William Ashe laughed out.
"Oh, intriguing mother!" he said, stooping again to kiss her. "So you admit you did it?"
He went off gayly, and she heard him flying up-stairs three steps at a time, as though he were still an untamed Eton boy, and there were no three weeks' hard political fighting behind him, and no interview which might decide his life before him.
He entered his own sitting-room on the second floor, shut the door behind him, and glanced round him with delight. It was a large room looking on a wide street, and obliquely to the park. Its walls were covered with books—books which almost at first sight betrayed to the accustomed eye that they were the familiar companions of a student. Almost every volume had long paper slips inside it, and when opened would have been found to contain notes and underlinings in a somewhat reckless and destructive abundance. A large table, also loaded untidily with books and papers, stood in the centre of the room; many of them were note-books, stored with evidences of the most laborious and patient work; a Cambridge text lay beside them, face downwards, as he had left it on departure. His mother's housekeeper, who had been one of his best friends from babyhood, was the only person allowed to dust his room,—but on the strict condition that she replaced everything as she found it.
He took up the volume, and plunged a moment headlong into the Greek chorus that met his eye. "Jolly!" he said, putting it down with a sigh of regret. "These beastly politics!"
And he went muttering to his dressing-room, summoning his valet almost with ill temper. Yet half his library was the library of a politician, admirably chosen and exhaustively read.

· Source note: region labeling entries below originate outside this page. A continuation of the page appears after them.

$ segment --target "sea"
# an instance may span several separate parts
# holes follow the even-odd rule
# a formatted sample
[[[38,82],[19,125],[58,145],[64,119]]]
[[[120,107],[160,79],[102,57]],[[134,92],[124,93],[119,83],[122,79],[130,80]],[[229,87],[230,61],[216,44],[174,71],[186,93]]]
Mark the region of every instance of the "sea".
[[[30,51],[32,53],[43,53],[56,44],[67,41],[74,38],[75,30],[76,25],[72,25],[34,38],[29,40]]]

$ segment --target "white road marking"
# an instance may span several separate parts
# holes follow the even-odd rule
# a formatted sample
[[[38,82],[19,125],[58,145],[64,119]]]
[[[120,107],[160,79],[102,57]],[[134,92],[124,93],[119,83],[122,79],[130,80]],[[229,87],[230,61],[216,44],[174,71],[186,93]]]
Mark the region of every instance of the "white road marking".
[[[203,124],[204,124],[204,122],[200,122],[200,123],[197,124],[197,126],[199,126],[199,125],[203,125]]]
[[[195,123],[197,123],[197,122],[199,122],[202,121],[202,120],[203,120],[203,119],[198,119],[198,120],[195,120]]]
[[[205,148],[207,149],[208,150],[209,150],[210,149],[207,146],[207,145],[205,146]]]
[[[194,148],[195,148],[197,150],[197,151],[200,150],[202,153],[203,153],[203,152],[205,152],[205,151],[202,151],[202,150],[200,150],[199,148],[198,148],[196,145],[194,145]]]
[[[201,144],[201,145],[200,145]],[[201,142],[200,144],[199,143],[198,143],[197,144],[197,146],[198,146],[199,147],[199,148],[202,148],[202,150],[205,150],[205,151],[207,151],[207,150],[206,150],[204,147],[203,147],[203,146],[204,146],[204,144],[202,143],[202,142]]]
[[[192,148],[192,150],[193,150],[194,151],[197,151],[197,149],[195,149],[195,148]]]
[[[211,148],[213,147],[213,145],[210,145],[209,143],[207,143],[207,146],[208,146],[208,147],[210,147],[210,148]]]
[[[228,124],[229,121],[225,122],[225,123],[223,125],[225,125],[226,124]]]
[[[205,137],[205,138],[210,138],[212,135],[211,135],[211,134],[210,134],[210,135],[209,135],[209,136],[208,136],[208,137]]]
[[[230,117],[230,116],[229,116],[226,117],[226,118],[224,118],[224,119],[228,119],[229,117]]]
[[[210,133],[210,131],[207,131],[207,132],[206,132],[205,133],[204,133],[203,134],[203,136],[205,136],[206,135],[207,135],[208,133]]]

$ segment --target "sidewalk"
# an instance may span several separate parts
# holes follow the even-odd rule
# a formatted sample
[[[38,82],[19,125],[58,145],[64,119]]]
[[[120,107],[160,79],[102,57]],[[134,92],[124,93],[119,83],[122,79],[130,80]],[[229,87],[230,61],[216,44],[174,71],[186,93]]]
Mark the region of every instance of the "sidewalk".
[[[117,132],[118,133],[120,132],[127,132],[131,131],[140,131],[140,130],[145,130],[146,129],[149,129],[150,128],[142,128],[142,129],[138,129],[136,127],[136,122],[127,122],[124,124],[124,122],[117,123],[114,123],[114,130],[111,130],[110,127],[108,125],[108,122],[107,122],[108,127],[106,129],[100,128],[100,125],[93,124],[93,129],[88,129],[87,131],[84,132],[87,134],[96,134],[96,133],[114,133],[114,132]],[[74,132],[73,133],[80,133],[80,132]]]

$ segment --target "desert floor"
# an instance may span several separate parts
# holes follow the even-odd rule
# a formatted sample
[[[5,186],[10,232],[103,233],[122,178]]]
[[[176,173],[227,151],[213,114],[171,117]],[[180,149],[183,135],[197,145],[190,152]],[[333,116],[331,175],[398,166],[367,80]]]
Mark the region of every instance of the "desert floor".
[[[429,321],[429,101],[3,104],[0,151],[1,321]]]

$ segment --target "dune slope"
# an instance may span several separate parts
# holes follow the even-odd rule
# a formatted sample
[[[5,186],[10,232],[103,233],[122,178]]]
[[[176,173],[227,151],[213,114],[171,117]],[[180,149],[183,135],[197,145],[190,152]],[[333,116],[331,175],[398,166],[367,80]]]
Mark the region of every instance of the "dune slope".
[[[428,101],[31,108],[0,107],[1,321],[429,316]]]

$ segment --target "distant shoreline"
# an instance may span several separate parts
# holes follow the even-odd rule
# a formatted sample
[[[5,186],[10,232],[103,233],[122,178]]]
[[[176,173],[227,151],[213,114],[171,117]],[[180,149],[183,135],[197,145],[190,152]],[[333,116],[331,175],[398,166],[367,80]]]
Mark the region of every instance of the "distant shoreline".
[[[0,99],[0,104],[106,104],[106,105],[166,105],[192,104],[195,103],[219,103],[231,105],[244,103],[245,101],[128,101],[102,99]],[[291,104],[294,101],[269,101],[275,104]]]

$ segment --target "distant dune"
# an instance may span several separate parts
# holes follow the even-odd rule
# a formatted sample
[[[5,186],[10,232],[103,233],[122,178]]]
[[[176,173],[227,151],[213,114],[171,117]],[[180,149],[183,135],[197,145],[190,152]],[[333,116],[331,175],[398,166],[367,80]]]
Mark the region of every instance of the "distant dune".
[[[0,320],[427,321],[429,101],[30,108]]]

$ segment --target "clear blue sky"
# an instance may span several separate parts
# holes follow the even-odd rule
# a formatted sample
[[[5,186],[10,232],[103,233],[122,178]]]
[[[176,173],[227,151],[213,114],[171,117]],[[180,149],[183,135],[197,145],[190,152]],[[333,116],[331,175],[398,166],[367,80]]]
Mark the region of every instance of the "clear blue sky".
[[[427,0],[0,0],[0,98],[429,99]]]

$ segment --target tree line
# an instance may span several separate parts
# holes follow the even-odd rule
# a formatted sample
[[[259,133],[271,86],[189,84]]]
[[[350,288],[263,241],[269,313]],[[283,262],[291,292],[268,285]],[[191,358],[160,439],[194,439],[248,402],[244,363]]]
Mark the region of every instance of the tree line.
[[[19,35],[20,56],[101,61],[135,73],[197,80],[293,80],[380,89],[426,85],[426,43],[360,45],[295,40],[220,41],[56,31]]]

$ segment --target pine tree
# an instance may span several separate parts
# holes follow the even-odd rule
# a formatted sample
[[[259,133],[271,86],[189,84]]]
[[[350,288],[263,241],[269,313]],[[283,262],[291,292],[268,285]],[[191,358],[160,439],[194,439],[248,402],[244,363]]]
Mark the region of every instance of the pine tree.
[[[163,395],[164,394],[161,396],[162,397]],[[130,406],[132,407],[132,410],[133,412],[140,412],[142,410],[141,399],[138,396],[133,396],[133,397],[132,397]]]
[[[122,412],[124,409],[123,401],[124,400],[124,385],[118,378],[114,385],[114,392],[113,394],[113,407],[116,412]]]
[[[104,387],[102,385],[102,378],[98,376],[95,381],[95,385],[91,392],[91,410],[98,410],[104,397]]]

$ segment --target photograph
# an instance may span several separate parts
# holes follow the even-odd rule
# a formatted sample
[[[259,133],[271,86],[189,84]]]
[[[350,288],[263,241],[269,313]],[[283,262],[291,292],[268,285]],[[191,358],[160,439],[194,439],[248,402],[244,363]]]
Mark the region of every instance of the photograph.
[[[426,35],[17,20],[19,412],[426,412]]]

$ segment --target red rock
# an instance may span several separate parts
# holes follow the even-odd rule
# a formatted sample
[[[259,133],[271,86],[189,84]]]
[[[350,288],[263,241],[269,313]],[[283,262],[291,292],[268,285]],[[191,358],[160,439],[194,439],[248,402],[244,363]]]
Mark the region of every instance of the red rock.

The man who answered his call understood his moods and served him at a look. Ashe complained hotly of the brushing of his dress clothes, and worked himself into a fever over the set of his tie. Nevertheless, before he left he had managed to get from the young man the whole story of his engagement to the under-housemaid, giving him thereupon some bits of advice, jocular but trenchant, which James accepted with a readiness quite unlike his normal behavior in the circles of his class.
CHAPTER II
ASHE took his seat, dined, and saw the Prime Minister. These things took time, and it was not till past eleven that he presented himself in the hall of Madame d'Estrées' house in St. James's Place. Most of her guests were already gathered, but he mounted the stairs with two personal friends of his own—Darrell, the journalist and member of Parliament, and Louis Harman, artist and man of fashion, the friend of duchesses and painter of portraits—a person much in request in many worlds.
"What a cachet they have, these houses!" said Harman, looking round him. "St. James's Place is the top!"
"Where else would you expect to find Madame d'Estrées?" asked Darrell, smiling.